The United Kingdom’s Sellmylivestock, launched in 2014, has 65,000 registered users including over a quarter of the country’s sheep and beef farmers. Registration and basic listings are free, and buyers don’t pay anything either.
It was founded by beef farmer Dan Luff and tech-savvy friend Jamie McInnes to trade store cattle but users can now deal in feed, grain, cartage, and sheep – prime and store – on the site. A prime cattle facility was promised late last year but hadn’t eventuated as Country-Wide went to press.

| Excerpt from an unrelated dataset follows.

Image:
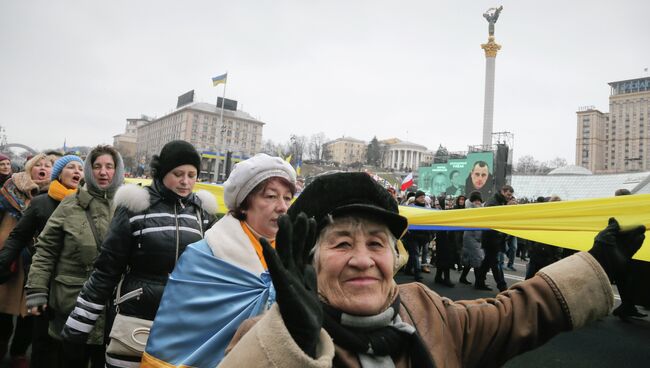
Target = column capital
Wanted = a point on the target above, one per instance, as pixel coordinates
(491, 47)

Australia’s even further ahead. Its AuctionsPlus was launched in July 1987 by the Australian Meat and Livestock Commission before mobile phones, farm computers or the internet were available. Originally known as CALM – Computer Aided Livestock Marketing – it was bought by Elders, Landmark and RuralCol in 1996 and rebranded AuctionsPlus in 2000.
Today grain, machinery, water rights, wool, wine and even dogs and firewood are traded as well as livestock, A$770m-worth of the latter being exchanged through AuctionsPlus in 2017. Rather than a % commission, sellers pay a per head listing fee which reduces with mob size (see footnote) but does not include agent or assessor fees. Auctions are either simultaneous (ie multiple lots offered at once, helmsman style) or sequential like a traditional saleyards’ event only online.
Footnote: AuctionsPlus fees for trading or prime cattle: =200 head, A$7.20/head; 201-400 head A$6.70/head; 401-600head A$6.20; 600+ head A$5.70/head. Sheep fees: =1250 head, A$0.93/head; 1251-2250 head, A$0.873/head; 2251-3250 head A$0.73/head; 3250+ head, A$0.68/head. Higher fees apply for stud and breeding stock.